Il Sindacato dei lavoratori della comunicazione – SLC CGIL – ha lanciato l’allarme di una possibile perdita d’occupazione per circa 40mila persone in TIM.
La posizione del sindacato è stata espressa all’Adnkronos da parte del segretario Fabrizio Solari, affermando che “Se salta il piano industriale di Tim sono anche a rischio 40mila posti di lavoro”.
Ma cosa sta succedendo al colosso delle telecomunicazioni?
L’approvazione del piano industriale
Il Consiglio di Amministrazione della TIM ha approvato il nuovo piano industriale il 23 febbraio 2021, delineando una strategia di lungo termine fino al 2023.
Il comunicato stampa presente sul sito della TIM cita testuali parole:
Il nuovo piano triennale, denominato “Beyond Connectivity”, si pone come obiettivo primario l’espansione dell’attività del Gruppo oltre la mera connettività facendo leva sulla convergenza tra le diverse aree di business, continuando a incrementare contestualmente l’efficienza del core-business tradizionale.

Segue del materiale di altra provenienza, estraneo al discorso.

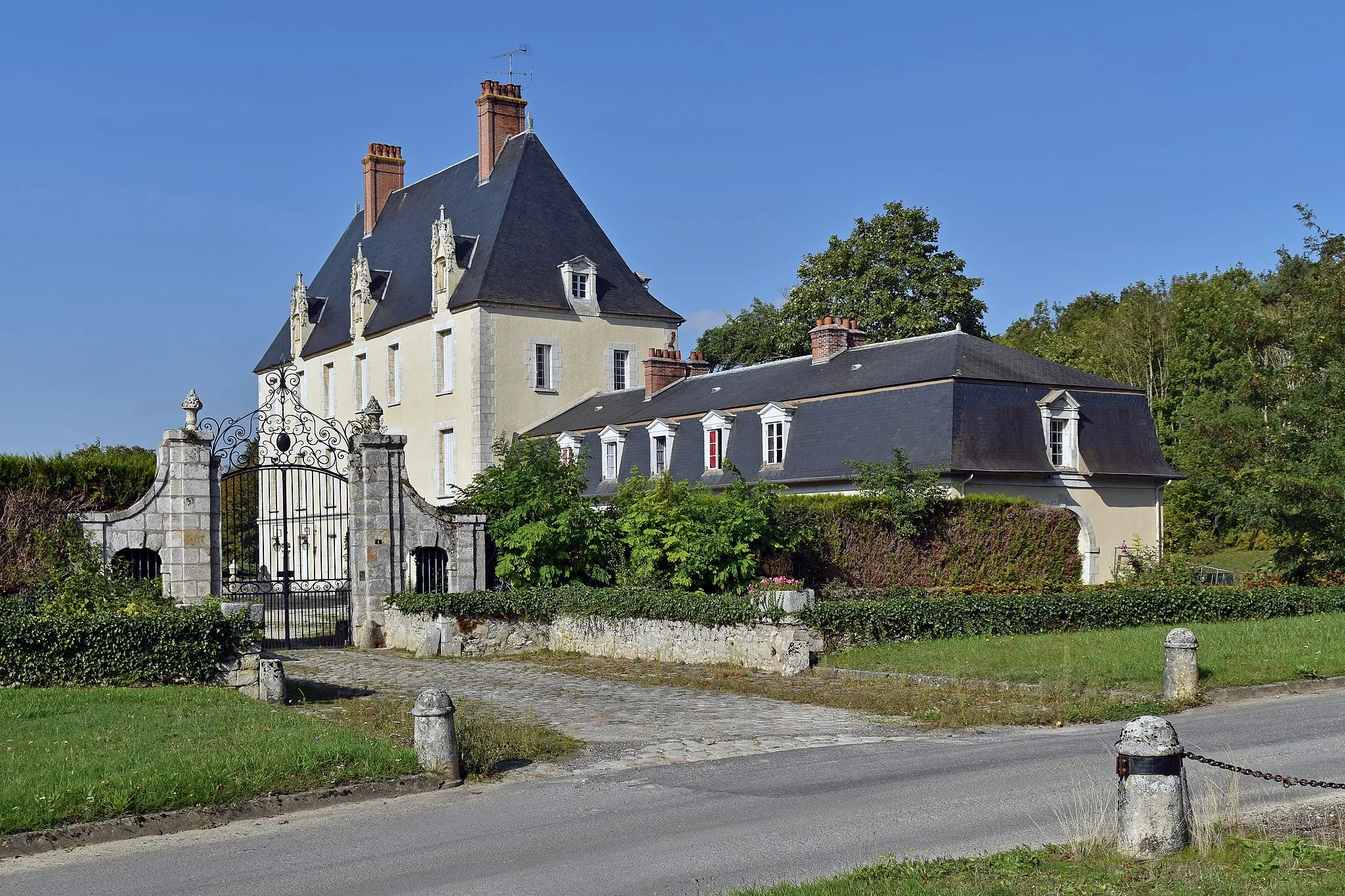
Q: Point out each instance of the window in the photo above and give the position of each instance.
(661, 454)
(395, 373)
(1057, 442)
(613, 444)
(775, 433)
(716, 426)
(1060, 429)
(361, 382)
(541, 366)
(431, 570)
(139, 563)
(775, 442)
(445, 463)
(328, 390)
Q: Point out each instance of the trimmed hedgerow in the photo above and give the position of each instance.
(887, 617)
(977, 540)
(544, 605)
(173, 645)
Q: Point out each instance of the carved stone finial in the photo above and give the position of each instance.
(373, 417)
(192, 406)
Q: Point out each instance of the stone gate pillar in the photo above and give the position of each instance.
(177, 517)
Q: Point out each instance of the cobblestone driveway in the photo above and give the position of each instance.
(626, 725)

Continuando a scorrere nella pagina web del Gruppo, si legge che uno punti cardine è quello di chiudere una volta per tutte il digital divide – ossia il divario esistente tra chi ha accesso effettivo alle tecnologie dell’informazione e chi ne è escluso, in modo parziale o totale – dell’Italia e confermarci alla stregua degli altri paesi europei.
Per fare questo la TIM ha promesso di estendere la rete internet al 99% del Paese per permettere a tutti di avere accesso al web. È proprio su questo punto, apprendiamo da indiscrezioni presenti sulla stampa, che pare si stia palesando un problema per Bruxelles. Ma cosa c’entra l’Unione Europea?
Il veto di Bruxelles alla rete unica
Tutto risale all’11 novembre scorso, quando gli uffici della Concorrenza europea hanno dato il via libera per l’acquisto da parte di Cdp di un 10% in più in Open Fiber – società nata per costruire la rete a banda ultra larga – e per l’acquisizione del restante 40 per cento da parte del fondo australiano Macquarie, che subentra a Enel.
Nel dossier presentato agli uffici di Bruxelles, per avere il via libera all’operazione, erano illustrati anche alcuni specifici patti tra i due azionisti. Tra questi, era presente uno in cui Macquarie si impegnava a valutare positivamente una eventuale operazione riguardante la rete unica; quindi, a sostenerla e a finanziarla.
La Commissione su quel punto è stata netta: o eliminate quel patto o non diamo il nostro ok. Sostanzialmente l’Antitrust ha posto come condizione che si cancellasse il riferimento alla rete unica.
In primo luogo, perché questo è l’indirizzo dell’Ue. E poi perché, in caso contrario, si sarebbe aperto tutto un altro capitolo, su cui svolgere un esame ulteriore.
Questo veto potrebbe portare al blocco dell’implementazione del nuovo piano industriale, questione che preoccupa molto i sindacati per via della ricaduta sui dipendenti in termini di perdita di occupazione.
Ma cosa c’entra Open Fiber con TIM?
TIM ha detto di voler rinunciare al controllo della rete per rilanciare l’accordo con Open Fiber. L’amministratore delegato di Tim, Luigi Gubitosi, è quindi pronto a rinunciare al controllo della rete di Telecom Italia, un asset che vale miliardi di euro, per rilanciare l’accordo con Open Fiber sulla creazione di una società per la rete unica.
Dato che queste società sono controllate in gran parte da Cdp, un accordo tra di esse per creare una rete unica che controlli il mercato delle telecomunicazioni andrebbe contro i principi di libera concorrenza: ricordiamo che Cdp sta per Cassa depositi e prestiti – istituzione finanziaria italiana, sotto forma di società per azioni, controllata per circa l’83% da parte del Ministero dell’economia e delle finanze e per circa il 16% da diverse fondazioni bancarie.